Voir le monde sous un angle différent
Voici une technique que vous pouvez utiliser pour favoriser une meilleure compréhension d’un problème : les quatre façons de voir :
- Comment la société X se perçoit-elle ?
- Comment Y se perçoit-il ?
- Comment X perçoit-il Y ?
- Comment Y voit-il X ?
Essayez d’appliquer la technique de la manière suivante : supposons que nous sommes aux États-Unis et que nous observons un pays étranger. Tout d’abord, dessinez quatre cases, puis dressez la liste des questions. Ensuite, commencez à répondre aux questions.
- Dans l’encadré 1, demandez : « Comment voyons-nous les États-Unis ? »
- Encadré 2 : « Comment la Chine se perçoit-elle ? »
- Encadré 3 : « Comment la Chine voit-elle les États-Unis ? »
- Encadré 4 : « Comment les voyez-vous ? »
Expériences de pensée
Une dernière technique que vous pouvez utiliser pour devenir un penseur profond – les expériences de pensée. Il s’agit d’un outil d’imagination utilisé pour étudier la nature d’à peu près n’importe quoi. [7] Les expériences de pensée cherchent à découvrir la réalité par la pensée :
- Visualisez une situation et mettez-la en place dans votre imagination.
- Le laisser fonctionner ou effectuer un certain type d’opération.
- Voyez ce qui se passe.
- Tirer une conclusion.
L’équipe de Stanford décrit ce phénomène à l’aide de l’exemple suivant : Depuis l’époque de Lucrèce, nous avons appris à conceptualiser l’espace de manière à ce qu’il soit à la fois fini et illimité. Voyons comment cette expérience de pensée peut fonctionner.
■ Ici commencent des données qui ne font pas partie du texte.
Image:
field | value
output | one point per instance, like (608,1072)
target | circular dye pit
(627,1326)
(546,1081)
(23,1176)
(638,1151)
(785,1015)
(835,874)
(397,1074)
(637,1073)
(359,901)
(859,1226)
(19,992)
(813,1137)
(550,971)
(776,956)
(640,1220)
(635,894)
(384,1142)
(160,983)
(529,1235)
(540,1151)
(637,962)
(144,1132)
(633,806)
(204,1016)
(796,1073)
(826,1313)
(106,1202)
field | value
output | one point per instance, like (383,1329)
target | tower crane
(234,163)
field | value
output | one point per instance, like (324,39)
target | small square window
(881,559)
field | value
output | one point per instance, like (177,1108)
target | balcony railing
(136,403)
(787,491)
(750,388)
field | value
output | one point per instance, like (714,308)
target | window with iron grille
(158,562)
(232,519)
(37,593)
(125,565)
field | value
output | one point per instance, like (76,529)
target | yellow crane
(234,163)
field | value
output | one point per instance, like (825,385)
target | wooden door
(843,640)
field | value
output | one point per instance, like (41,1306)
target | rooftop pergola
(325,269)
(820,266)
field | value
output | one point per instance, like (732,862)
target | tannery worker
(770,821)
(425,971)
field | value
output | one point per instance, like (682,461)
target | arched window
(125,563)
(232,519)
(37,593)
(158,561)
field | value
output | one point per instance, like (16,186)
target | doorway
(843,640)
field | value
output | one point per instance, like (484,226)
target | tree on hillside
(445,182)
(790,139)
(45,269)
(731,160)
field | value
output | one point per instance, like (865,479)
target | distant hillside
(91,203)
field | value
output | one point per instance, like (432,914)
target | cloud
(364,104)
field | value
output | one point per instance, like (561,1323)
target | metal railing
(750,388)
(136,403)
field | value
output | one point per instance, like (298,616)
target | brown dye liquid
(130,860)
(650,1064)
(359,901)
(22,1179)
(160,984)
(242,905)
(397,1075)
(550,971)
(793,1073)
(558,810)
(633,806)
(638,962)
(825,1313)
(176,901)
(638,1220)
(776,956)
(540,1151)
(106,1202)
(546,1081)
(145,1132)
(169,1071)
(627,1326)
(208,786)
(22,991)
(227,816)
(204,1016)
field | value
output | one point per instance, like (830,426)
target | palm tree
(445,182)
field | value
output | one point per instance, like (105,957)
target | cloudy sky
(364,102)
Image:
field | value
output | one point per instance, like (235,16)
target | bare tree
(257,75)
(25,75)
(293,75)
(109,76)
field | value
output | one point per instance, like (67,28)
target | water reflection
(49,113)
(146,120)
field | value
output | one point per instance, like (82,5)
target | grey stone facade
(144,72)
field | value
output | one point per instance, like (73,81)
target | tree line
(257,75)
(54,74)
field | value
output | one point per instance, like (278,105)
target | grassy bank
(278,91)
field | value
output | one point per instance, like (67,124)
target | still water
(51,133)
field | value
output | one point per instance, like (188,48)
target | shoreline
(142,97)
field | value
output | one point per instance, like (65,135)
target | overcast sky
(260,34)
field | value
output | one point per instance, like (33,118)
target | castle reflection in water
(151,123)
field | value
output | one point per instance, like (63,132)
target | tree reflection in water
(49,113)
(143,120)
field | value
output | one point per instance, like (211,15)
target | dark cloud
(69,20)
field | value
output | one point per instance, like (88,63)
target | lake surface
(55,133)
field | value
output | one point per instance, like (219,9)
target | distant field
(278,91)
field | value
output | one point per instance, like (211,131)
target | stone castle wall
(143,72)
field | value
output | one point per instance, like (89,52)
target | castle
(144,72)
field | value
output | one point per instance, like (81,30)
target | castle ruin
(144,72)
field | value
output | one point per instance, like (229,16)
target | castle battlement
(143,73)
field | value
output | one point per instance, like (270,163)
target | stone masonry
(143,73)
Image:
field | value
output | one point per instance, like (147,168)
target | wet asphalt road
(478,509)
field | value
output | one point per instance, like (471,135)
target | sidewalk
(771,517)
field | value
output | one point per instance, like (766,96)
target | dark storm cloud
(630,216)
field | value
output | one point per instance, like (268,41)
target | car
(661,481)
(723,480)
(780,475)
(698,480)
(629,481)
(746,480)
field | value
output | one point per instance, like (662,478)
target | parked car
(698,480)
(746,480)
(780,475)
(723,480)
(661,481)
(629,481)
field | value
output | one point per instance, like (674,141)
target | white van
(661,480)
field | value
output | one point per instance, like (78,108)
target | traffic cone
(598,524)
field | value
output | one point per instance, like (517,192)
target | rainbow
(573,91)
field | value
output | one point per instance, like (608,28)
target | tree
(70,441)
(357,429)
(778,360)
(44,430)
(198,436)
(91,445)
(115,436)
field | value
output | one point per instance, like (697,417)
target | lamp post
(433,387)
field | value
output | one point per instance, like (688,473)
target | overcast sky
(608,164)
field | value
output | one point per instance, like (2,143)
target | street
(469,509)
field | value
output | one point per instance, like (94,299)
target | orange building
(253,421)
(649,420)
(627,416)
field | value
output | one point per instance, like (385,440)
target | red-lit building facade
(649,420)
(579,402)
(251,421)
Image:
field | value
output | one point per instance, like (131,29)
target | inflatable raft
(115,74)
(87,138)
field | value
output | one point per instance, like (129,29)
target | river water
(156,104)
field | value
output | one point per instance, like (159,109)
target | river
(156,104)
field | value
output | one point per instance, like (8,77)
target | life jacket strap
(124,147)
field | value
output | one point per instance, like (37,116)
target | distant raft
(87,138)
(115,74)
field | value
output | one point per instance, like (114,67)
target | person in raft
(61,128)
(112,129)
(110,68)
- Imaginez un cercle, qui est un espace unidimensionnel.
- Lorsque nous nous déplaçons, il n’y a pas de bord, mais il est néanmoins fini.
- Que pouvez-vous en conclure ? L’univers pourrait être une version tridimensionnelle de cette topologie.
Pensez profondément, et vous penserez de manière créative
Penser en profondeur changera votre façon de penser, de ressentir et de voir le monde. Lorsque vous comprendrez ce concept, vous commencerez à penser au-delà des simples croyances.
« Lorsque la racine est profonde, il n’y a pas lieu de craindre le vent.
La pensée profonde changera votre façon de penser, de ressentir et de voir le monde. Lorsque vous comprendrez ce concept, vous commencerez à penser au-delà des simples croyances.
En appliquant toutes les compétences mentionnées dans cet article, vous serez en mesure d’approfondir votre réflexion et d’explorer davantage de possibilités.